COBENFY™ (xanomeline and trospium chloride) is an antipsychotic drug combining xanomeline, a muscarinic acetylcholine receptor (mAChR) agonist, and trospium chloride, a muscarinic antagonist. The drug is indicated for the treatment of schizophrenia in adults.
COBENFY, previously known as KarXT, was originally developed by Karuna Therapeutics, a biopharmaceutical company based in the US.
Zai Lab, a biopharmaceutical company based in China, obtained exclusive rights to develop, manufacture, and commercialise KarXT in Greater China and its surrounding areas, including mainland China, Hong Kong, Macau, and Taiwan, in November 2021.
In March 2024, Bristol Myers Squibb (BMS), a pharmaceutical company based in the US, acquired Karuna Therapeutics and added KarXT to its product portfolio.
COBENFY is available as an oral capsule with dosage strengths of 50mg/20mg, 100mg/20mg and 125mg/30mg xanomeline/trospium chloride. The 50mg/20mg capsule is buff coloured while the 100mg/20mg and 125mg/30mg capsules are brown and Swedish orange, respectively.
Regulatory approvals for COBENFY
COBENFY was approved by the US Food and Drug Administration (FDA) in September 2024, making it the first therapy with a novel mechanism of action to be approved for schizophrenia in several decades.
Karuna Therapeutics’ New Drug Application (NDA) for KarXT was accepted by the FDA in November 2023, following the company’s submission of the NDA in September 2023.
Schizophrenia causes and symptoms
Schizophrenia is a chronic and debilitating mental disorder that impacts the way an individual thinks, feels, and acts. The primary causes triggering the disease could be genetic factors, psychosocial stressors, and environmental influences.
Symptoms typically manifest in early adulthood and vary from person to person. Schizophrenia is characterised by a range of symptoms, including positive and negative ones, as well as cognitive deficits.
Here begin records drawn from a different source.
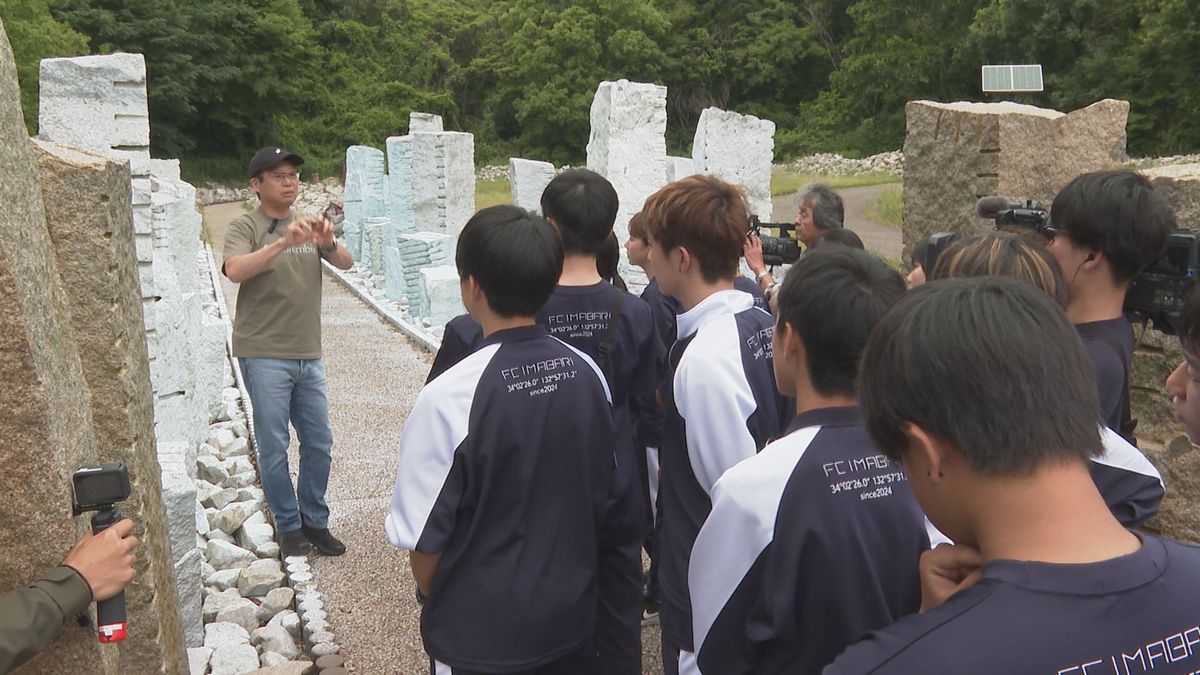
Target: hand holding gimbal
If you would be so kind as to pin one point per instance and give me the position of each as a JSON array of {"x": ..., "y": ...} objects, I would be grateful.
[{"x": 105, "y": 560}]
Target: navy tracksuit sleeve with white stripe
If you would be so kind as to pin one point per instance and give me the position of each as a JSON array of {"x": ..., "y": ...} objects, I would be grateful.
[
  {"x": 721, "y": 407},
  {"x": 1139, "y": 613},
  {"x": 504, "y": 470},
  {"x": 810, "y": 544},
  {"x": 1127, "y": 481}
]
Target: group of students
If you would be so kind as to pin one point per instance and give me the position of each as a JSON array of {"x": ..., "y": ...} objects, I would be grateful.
[{"x": 809, "y": 460}]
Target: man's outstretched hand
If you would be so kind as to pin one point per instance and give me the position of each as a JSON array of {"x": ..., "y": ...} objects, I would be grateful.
[
  {"x": 751, "y": 249},
  {"x": 105, "y": 560},
  {"x": 946, "y": 571}
]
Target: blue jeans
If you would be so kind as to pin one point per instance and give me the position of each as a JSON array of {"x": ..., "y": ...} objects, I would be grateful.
[{"x": 281, "y": 390}]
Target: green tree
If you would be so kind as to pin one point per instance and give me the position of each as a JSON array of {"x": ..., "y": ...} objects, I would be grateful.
[
  {"x": 35, "y": 35},
  {"x": 555, "y": 55}
]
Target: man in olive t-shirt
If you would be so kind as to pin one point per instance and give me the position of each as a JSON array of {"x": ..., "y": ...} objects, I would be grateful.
[{"x": 275, "y": 256}]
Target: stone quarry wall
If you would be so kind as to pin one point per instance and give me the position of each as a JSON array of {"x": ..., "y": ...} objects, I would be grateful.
[
  {"x": 155, "y": 342},
  {"x": 89, "y": 215},
  {"x": 1161, "y": 436},
  {"x": 47, "y": 429},
  {"x": 957, "y": 153}
]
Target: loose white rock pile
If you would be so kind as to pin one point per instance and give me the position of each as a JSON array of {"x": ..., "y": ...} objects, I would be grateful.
[{"x": 832, "y": 163}]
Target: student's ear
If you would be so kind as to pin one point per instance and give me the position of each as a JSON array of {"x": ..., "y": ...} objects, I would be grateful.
[
  {"x": 685, "y": 260},
  {"x": 471, "y": 292},
  {"x": 789, "y": 340},
  {"x": 928, "y": 453}
]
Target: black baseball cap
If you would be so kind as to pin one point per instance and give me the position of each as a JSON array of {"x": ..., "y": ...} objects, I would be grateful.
[{"x": 270, "y": 157}]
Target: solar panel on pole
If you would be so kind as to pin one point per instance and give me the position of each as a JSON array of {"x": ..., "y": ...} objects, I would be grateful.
[{"x": 1012, "y": 78}]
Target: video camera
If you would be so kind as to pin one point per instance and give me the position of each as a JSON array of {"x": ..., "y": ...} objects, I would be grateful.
[
  {"x": 1157, "y": 293},
  {"x": 775, "y": 250},
  {"x": 1025, "y": 214},
  {"x": 99, "y": 489}
]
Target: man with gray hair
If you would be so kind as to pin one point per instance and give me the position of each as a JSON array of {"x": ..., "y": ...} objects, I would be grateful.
[{"x": 821, "y": 209}]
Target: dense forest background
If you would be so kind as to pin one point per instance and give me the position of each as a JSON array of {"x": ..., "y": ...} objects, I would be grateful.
[{"x": 229, "y": 76}]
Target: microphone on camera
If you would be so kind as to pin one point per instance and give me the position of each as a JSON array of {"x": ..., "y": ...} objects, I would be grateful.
[{"x": 990, "y": 207}]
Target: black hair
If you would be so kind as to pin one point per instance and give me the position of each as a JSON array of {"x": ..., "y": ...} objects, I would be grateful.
[
  {"x": 607, "y": 260},
  {"x": 515, "y": 256},
  {"x": 1117, "y": 213},
  {"x": 839, "y": 236},
  {"x": 1188, "y": 326},
  {"x": 832, "y": 298},
  {"x": 991, "y": 365},
  {"x": 828, "y": 211},
  {"x": 583, "y": 205}
]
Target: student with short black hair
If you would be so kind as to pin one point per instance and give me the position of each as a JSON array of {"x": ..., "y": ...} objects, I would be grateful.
[
  {"x": 1128, "y": 482},
  {"x": 504, "y": 471},
  {"x": 616, "y": 329},
  {"x": 957, "y": 382},
  {"x": 1107, "y": 227},
  {"x": 817, "y": 505},
  {"x": 721, "y": 405}
]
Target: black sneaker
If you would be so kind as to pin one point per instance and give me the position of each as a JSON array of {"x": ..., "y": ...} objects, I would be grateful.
[
  {"x": 324, "y": 542},
  {"x": 293, "y": 543}
]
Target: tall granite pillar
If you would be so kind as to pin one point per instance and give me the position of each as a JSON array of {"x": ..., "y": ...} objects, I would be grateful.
[
  {"x": 628, "y": 143},
  {"x": 89, "y": 216},
  {"x": 737, "y": 149},
  {"x": 47, "y": 429},
  {"x": 957, "y": 153}
]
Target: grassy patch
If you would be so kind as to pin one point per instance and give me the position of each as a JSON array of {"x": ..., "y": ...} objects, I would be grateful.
[
  {"x": 789, "y": 183},
  {"x": 492, "y": 192},
  {"x": 888, "y": 208}
]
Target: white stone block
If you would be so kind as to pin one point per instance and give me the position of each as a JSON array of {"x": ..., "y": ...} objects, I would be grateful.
[
  {"x": 738, "y": 149},
  {"x": 259, "y": 577},
  {"x": 234, "y": 661},
  {"x": 179, "y": 499},
  {"x": 275, "y": 639},
  {"x": 424, "y": 121},
  {"x": 96, "y": 103},
  {"x": 681, "y": 167},
  {"x": 394, "y": 274},
  {"x": 528, "y": 179},
  {"x": 628, "y": 143},
  {"x": 400, "y": 185},
  {"x": 441, "y": 294},
  {"x": 443, "y": 180},
  {"x": 366, "y": 184},
  {"x": 198, "y": 659},
  {"x": 190, "y": 590}
]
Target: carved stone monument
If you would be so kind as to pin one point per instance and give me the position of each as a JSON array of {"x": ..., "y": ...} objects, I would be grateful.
[
  {"x": 627, "y": 144},
  {"x": 738, "y": 149}
]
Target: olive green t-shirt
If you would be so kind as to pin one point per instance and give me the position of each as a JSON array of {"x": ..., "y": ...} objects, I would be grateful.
[{"x": 279, "y": 310}]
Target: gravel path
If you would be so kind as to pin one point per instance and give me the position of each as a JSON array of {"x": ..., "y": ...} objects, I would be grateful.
[
  {"x": 373, "y": 376},
  {"x": 880, "y": 238}
]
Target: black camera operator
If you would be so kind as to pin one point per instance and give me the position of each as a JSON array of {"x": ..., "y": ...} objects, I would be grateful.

Symptoms are hallucinations, delusions, and disorganised thinking or behaviour, as well as reduced physiological functions, diminished motivation, and social withdrawal.
Cognitive deficits include changes to memory, learning capabilities, and attention. Schizophrenia ranks among the top 15 leading causes of disability across the world. It affects approximately 24 million individuals globally, with 2.8 million cases reported in the US alone.
COBENFY’s mechanism of action
COBENFY is a first-in-class M1 / M4 muscarinic receptor agonist. The limbic and cortical areas of the central nervous system (CNS) possess M1 and M4 receptors, along with dopaminergic receptors.
These receptors are crucial in the regulation of cognition and play a significant role in the control of psychotic and behavioural disturbances, as well as in the improvement of negative and/or cognitive symptoms.
Xanomeline primarily targets the M1 and M4 receptors in the brain without blocking dopamine D2 receptors. It binds to them with similar affinity and shows marked agonist activity. In contrast, trospium chloride primarily acts as a muscarinic receptor antagonist in the peripheral tissues without crossing the blood-brain barrier.
Trospium chloride also reduces the adverse effects associated with xanomeline.
The exact mechanism of action of COBENFY is not yet fully understood.
Clinical trials on COBENFY
The FDA approval of COBENFY was supported by the data from the EMERGENT clinical programme.
The programme includes two Phase III clinical trials, EMERGENT-2 and EMERGENT-3, which are randomised, double-blind, placebo-controlled, focussing on the efficacy and safety of the drug.
Additionally, the programme includes two 52-week open-label studies, EMERGENT-4 and EMERGENT-5, designed to evaluate the long-term safety and tolerability of COBENFY for a duration of up to one year.
The EMERGENT-2 trial was a flexible-dose, five-week, inpatient study, whereas EMERGENT-3 was a multicentre, five-week trial.
The primary endpoint for both trials was the change in schizophrenia symptoms compared to placebo as measured by the positive and negative syndrome scale (PANSS) total score change from baseline to week five.
In both EMERGENT-2 and EMERGENT-3, COBENFY achieved its primary endpoint, with a 9.6-point and an 8.4-point reduction in the PANSS score compared to placebo at week five, respectively.
The results indicate a significant reduction in schizophrenia symptoms when compared to the placebo.
The most common adverse events reported in the patients were nausea, dyspepsia, constipation, vomiting, hypertension, abdominal discomfort, diarrhoea, tachycardia, dizziness, and gastroesophageal disorders.